From The Texas Newsroom:
Most of Texas will be hit with sub-freezing temperatures in the next few days as an arctic blast prepares to blanket much of the state.
That means the balmy conditions most Texans have enjoyed this week will be replaced by lows forecasted to drop into the teens — or lower — according to national forecasters.
“Temperatures continue to plunge through the weekend, and we are taking some very dangerous temperatures with active weather moving through the area,” Weather Channel meteorologist Domenica Davis said in her forecast Thursday.
Davis said that once the blast hits, temperatures will be between 30 to 40 degrees lower than average.

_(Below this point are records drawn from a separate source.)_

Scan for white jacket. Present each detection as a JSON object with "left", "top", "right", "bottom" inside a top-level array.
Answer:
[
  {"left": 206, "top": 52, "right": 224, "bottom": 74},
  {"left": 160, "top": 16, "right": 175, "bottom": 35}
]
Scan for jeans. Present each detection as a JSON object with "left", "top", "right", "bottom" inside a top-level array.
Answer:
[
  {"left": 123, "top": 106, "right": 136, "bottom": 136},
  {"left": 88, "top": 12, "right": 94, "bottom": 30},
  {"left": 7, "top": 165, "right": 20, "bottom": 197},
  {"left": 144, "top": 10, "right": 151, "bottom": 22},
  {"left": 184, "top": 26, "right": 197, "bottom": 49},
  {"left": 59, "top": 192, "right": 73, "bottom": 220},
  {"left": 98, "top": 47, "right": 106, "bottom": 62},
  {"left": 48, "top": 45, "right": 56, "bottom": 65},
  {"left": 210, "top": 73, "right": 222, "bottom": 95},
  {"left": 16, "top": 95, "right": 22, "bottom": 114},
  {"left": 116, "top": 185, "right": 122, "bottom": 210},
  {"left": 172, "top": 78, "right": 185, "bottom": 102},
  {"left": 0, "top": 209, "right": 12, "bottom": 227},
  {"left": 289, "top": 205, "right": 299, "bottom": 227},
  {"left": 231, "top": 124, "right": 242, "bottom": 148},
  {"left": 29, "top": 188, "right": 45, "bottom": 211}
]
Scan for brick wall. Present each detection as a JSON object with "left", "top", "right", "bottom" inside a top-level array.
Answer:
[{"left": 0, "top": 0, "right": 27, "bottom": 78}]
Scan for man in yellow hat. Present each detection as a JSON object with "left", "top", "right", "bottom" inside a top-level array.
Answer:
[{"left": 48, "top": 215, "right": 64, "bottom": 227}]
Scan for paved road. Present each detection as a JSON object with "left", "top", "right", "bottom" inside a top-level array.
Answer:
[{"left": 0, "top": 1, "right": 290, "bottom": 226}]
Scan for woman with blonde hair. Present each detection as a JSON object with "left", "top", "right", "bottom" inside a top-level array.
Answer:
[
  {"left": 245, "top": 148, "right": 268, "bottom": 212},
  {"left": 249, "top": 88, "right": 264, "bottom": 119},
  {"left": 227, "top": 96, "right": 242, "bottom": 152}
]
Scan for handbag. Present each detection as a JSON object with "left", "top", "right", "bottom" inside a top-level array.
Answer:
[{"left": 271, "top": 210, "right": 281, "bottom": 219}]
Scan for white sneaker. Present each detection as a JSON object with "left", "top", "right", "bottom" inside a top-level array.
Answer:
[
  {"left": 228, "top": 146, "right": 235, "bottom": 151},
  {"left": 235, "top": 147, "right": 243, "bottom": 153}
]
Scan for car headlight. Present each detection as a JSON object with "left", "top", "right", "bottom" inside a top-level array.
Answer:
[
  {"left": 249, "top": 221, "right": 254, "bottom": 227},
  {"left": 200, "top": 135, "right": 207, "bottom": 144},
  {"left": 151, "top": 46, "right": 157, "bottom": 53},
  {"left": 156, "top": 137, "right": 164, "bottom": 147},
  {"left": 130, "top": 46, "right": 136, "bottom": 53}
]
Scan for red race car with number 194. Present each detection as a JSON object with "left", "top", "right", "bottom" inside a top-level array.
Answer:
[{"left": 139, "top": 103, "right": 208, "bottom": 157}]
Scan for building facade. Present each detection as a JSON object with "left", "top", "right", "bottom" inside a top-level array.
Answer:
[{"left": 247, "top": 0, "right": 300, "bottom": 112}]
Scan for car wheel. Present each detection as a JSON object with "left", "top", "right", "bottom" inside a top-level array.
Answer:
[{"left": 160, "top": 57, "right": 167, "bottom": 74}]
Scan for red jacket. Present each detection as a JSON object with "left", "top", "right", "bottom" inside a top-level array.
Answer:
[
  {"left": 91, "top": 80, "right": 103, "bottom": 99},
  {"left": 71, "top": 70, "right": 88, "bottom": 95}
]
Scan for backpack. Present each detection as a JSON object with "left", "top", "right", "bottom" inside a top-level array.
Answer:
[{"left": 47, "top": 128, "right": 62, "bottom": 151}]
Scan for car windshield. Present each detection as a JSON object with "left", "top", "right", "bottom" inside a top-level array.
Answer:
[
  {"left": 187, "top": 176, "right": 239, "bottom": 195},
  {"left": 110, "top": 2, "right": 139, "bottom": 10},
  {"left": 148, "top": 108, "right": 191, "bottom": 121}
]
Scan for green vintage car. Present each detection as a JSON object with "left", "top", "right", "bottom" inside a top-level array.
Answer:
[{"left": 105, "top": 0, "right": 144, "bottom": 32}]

Conditions to expect around the state
In Austin, temperatures are expected to be in the low 30s starting late this weekend. That includes the possibility of temps in the teens on Monday and Tuesday, KUT reported. The National Weather Service added that, when wind chill temperatures are factored in, it could drop into the single digits.

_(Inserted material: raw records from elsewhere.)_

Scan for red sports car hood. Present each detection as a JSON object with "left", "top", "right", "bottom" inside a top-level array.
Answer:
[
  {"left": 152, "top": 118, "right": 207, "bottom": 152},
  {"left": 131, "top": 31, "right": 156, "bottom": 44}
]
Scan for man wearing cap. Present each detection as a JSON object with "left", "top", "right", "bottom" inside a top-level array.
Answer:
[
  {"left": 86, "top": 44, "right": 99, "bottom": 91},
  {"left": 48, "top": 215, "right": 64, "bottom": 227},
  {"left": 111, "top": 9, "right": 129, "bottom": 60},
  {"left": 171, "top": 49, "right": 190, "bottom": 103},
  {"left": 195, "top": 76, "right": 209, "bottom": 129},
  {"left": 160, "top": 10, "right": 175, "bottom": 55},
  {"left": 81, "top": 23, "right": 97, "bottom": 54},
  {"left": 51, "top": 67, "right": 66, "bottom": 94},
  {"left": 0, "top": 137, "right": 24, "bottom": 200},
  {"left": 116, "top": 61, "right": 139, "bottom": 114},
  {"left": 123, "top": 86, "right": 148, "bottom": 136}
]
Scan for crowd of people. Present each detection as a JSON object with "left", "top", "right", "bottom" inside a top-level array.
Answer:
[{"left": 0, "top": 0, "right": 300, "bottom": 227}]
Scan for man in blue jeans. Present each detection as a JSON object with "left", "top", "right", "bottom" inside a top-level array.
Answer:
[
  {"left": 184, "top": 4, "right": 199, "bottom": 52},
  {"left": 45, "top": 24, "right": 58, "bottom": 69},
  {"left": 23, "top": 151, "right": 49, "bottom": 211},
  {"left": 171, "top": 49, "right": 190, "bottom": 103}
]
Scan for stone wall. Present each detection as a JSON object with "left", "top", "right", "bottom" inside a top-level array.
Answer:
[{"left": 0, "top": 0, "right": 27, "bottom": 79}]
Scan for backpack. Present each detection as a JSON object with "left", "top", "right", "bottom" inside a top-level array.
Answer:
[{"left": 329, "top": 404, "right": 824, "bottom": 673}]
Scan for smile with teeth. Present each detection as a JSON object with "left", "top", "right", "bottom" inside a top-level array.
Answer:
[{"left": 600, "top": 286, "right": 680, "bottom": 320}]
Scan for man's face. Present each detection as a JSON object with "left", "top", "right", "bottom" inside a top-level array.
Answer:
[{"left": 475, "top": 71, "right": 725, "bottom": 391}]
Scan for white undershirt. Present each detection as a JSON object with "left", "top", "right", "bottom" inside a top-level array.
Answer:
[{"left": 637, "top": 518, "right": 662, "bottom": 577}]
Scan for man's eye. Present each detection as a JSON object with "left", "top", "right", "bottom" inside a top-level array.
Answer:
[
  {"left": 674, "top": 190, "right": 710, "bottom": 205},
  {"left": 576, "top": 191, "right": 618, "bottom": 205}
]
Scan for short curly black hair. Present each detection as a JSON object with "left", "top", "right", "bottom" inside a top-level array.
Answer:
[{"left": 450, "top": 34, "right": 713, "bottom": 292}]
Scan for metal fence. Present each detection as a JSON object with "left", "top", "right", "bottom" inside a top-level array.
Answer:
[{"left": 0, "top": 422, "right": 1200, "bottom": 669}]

After this cold front passes, temperatures are expected to climb back into the 50s and possibly 60s later next week, according to extended forecasts.
San Antonio faces a possible hard freeze for much of the city on Monday, according to Texas Public Radio. Texans in that region should expect it to be in the mid-20s at sunrise Monday, and in the low 20s that time on Tuesday. Temperatures will be in the teens across the Hill Country on both of those days. But things should warm up slightly beginning Wednesday, when the high is forecasted to reach the upper 40s. The rest of the week should be warmer, with highs in the mid-50s to low 60s.

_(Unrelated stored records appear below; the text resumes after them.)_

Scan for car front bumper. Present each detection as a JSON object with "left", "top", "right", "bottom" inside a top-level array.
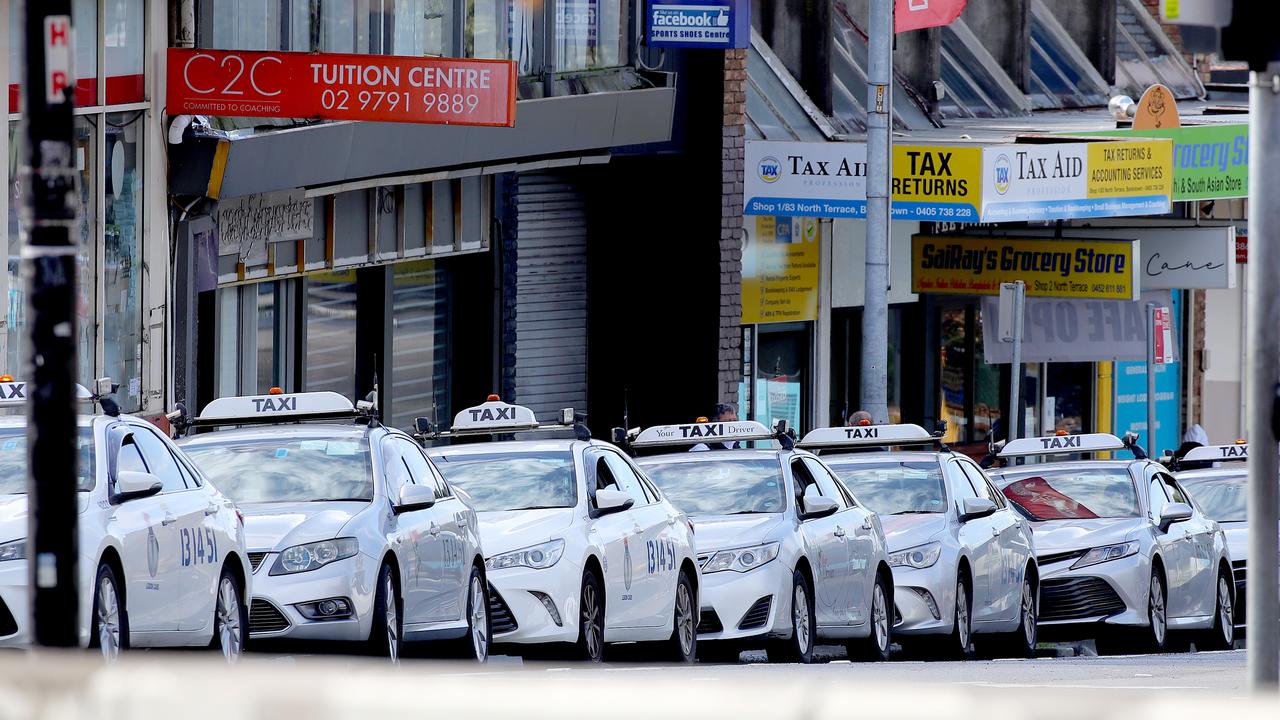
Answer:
[{"left": 248, "top": 552, "right": 381, "bottom": 642}]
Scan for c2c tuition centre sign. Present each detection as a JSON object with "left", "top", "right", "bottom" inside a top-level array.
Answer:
[
  {"left": 982, "top": 140, "right": 1172, "bottom": 223},
  {"left": 645, "top": 0, "right": 751, "bottom": 49},
  {"left": 166, "top": 47, "right": 516, "bottom": 127}
]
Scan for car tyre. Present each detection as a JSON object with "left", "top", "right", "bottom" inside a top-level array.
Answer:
[
  {"left": 573, "top": 569, "right": 604, "bottom": 662},
  {"left": 849, "top": 573, "right": 893, "bottom": 662},
  {"left": 765, "top": 570, "right": 817, "bottom": 665},
  {"left": 369, "top": 565, "right": 404, "bottom": 662},
  {"left": 209, "top": 568, "right": 248, "bottom": 662},
  {"left": 88, "top": 562, "right": 129, "bottom": 660}
]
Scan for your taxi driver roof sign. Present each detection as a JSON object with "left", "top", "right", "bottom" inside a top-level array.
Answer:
[
  {"left": 631, "top": 420, "right": 774, "bottom": 447},
  {"left": 799, "top": 423, "right": 938, "bottom": 447},
  {"left": 1000, "top": 433, "right": 1125, "bottom": 457}
]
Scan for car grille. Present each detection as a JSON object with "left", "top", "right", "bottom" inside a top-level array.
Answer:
[
  {"left": 1041, "top": 578, "right": 1125, "bottom": 621},
  {"left": 248, "top": 552, "right": 266, "bottom": 573},
  {"left": 737, "top": 594, "right": 773, "bottom": 630},
  {"left": 248, "top": 598, "right": 289, "bottom": 635},
  {"left": 0, "top": 600, "right": 18, "bottom": 638},
  {"left": 698, "top": 607, "right": 724, "bottom": 635},
  {"left": 489, "top": 584, "right": 520, "bottom": 635}
]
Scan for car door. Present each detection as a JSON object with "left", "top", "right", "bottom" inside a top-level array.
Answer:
[
  {"left": 788, "top": 457, "right": 852, "bottom": 626},
  {"left": 394, "top": 437, "right": 470, "bottom": 623},
  {"left": 947, "top": 457, "right": 1002, "bottom": 623}
]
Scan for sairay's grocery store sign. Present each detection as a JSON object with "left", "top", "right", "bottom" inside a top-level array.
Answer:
[
  {"left": 166, "top": 47, "right": 516, "bottom": 127},
  {"left": 744, "top": 141, "right": 982, "bottom": 223}
]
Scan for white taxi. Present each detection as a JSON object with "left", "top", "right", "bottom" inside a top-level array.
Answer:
[
  {"left": 419, "top": 396, "right": 700, "bottom": 662},
  {"left": 631, "top": 420, "right": 893, "bottom": 662},
  {"left": 0, "top": 378, "right": 250, "bottom": 660},
  {"left": 180, "top": 388, "right": 489, "bottom": 662}
]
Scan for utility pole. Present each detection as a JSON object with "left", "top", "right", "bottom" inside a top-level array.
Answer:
[
  {"left": 861, "top": 0, "right": 893, "bottom": 423},
  {"left": 20, "top": 0, "right": 79, "bottom": 647}
]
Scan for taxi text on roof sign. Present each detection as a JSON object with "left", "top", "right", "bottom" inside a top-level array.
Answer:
[
  {"left": 911, "top": 234, "right": 1140, "bottom": 300},
  {"left": 799, "top": 423, "right": 938, "bottom": 447},
  {"left": 631, "top": 420, "right": 774, "bottom": 447},
  {"left": 1183, "top": 445, "right": 1249, "bottom": 461},
  {"left": 1000, "top": 433, "right": 1125, "bottom": 457}
]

The National Weather Service forecast for the Houston/Galveston region predicts “long durations of subfreezing temperatures” beginning Sunday night. There are also chances for light freezing rain around the area. Temperatures are expected to climb to the high 40s to high 50s by Wednesday.
In North Texas, temperatures will hover below freezing starting Sunday. National Weather Service forecasters estimate highs that day will be around 31 degrees, with a low in the mid-teens. That’ll be followed by dangerously low high temperatures — in the mid-to-high 20s — on Monday and Tuesday. Wind speed could also exceed 10 miles per hour, which will make the region feel even colder. There is also a greater than 20 percent chance North Texas will see a “wintry mix” of precipitation on Sunday and Monday.
State and local agencies and weather bureaus remind Texans to prepare for the hard freeze by ensuring the four Ps – people, pets, pipes and plants – are protected. The Federal Emergency Management Agency also reminds people to ensure generators and indoor heaters are properly used and recommend that residents make sure they have operating carbon monoxide detectors.